Em 1988, com o intuito de aprofundamento das pesquisas criou-se a organização conhecida como HUGO (Human Genome Organization), sob a direção inicial de James Watson, e contando com a participação de pesquisadores de diversos países. Esse período também é marcado pelo crescente interesse dos países em realizar a pesquisa internamente, ganhando espaço, além dos Estados Unidos, no Japão, no Canadá, na Grã-Bretanha, na Alemanha, na França e na Itália. Todavia, oficialmente, o Projeto Genoma Humano (PGH) teve início em 1990, com a participação inicial de Canadá, Estados Unidos, França, Inglaterra, Itália e Japão. Aos poucos, mais de 50 Estados ingressaram no Projeto, inclusive o Brasil.
O PGH consiste no mapeamento, seqüenciamento e descrição do genoma humano.
Realizar o mapeamento genético significa representar graficamente o posicionamento dos genes no genoma humano. Este processo de mapeamento implica em fragmentar o DNA, catalogar as seis bilhões de bases que o compõem e reconstituir sua seqüência original.
Após a determinação da posição e do espaçamento dos genes, tem início o seqüenciamento, isto é, desfazer-se a dupla hélice de DNA, colocando as bases químicas (adenina, timina, citosina e guanina) em seqüência para que possa ser lida a informação contida no cromossomo.
Por fim, decifram-se e interpretam-se as informações obtidas, relacionando-as ao fenótipo, definido como as características visíveis e não visíveis do ser humano.
Em 2000, cinco anos antes do previsto, as primeiras fases do PGH estavam concluídas.

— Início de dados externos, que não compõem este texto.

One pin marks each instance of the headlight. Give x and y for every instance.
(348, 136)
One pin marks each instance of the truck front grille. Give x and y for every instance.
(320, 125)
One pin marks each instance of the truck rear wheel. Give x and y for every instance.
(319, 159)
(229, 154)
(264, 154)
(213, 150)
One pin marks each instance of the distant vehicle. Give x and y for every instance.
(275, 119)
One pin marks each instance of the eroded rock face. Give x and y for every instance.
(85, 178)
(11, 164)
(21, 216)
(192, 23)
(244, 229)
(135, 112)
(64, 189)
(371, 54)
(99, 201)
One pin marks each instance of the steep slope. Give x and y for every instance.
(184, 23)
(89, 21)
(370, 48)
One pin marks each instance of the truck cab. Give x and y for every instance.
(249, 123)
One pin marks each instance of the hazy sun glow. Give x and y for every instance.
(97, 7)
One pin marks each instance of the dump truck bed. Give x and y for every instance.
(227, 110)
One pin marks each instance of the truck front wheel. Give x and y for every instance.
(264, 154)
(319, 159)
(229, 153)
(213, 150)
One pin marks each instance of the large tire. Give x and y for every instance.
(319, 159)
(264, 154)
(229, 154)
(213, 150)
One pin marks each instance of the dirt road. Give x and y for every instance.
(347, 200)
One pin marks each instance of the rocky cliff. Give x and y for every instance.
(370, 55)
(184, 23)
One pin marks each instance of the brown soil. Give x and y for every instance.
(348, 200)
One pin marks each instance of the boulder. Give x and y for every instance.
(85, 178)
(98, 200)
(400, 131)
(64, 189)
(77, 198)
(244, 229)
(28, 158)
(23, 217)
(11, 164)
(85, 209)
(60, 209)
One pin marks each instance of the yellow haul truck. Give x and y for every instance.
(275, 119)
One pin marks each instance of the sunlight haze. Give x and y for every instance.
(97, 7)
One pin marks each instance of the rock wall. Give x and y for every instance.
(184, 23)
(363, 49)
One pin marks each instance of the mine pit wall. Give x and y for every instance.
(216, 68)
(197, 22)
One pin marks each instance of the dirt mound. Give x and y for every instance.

Interessante perceber o conflito econômico que permeia a discussão da liberação de informações sobre o seqüenciamento genético. Cientistas franceses e americanos divergiram, desde o início, sobre a reserva de patentes de seqüenciamentos.
Conta Moser que, antes do Projeto Genoma Humano, outros projetos com objetivos semelhantes, mas sem cooperação internacional, foram instituídos. A França largou na frente, em 1980, ao criar o Centro do Polimorfismo Humano (CEPH), com finalidade de decifrar o genoma e localizar genes defeituosos. Em 1988, através de empreendimentos privados, foi criado, na França, o Généthon, laboratório de pesquisa que tornaria público os resultados da pesquisa, sem reserva de patentes. Em 28 de outubro de 1992, a CEPH repassou dois mil seqüenciamentos à UNESCO. (MOSER, 2004, p. 21-30)
De forma diversa ocorreu nos EUA. Em 1987, começou a funcionar o US Genome Project, com claro objetivo de patentear as informações obtidas.
“En 1991, el Dr. Craig Venter, a la sazón en los NIH, presentó a la Oficina de Patentes norteamericana (USPTO) una solicitud de patentes para 337 secuencias parciales de genes humanos, obtenidas mediante transcripción inversa (por acción de la reverso transcriptasa sobre los ARNm correspondientes). En 1992 la solicitud se ampliaba a 2700 nuevos fragmentos, que por su manera de obtención se denominaron en general de expressed sequence tags (EST), marcas o etiquetas de secuencias expresadas, porque cada una corresponde a unos cuantos cientos de pares de bases de la versión funcional del gen, es decir aquella que una vez transcrita en ARN primario (por la ARN-polimerasa), madura hasta ARNm por eliminación de los intrones (secuencias intercaladas en la versión genómica del gen, que son escindidas durante el proceso de corte y empalme o splicing)[1].” (IÁÑEZ PAREJA, 2000)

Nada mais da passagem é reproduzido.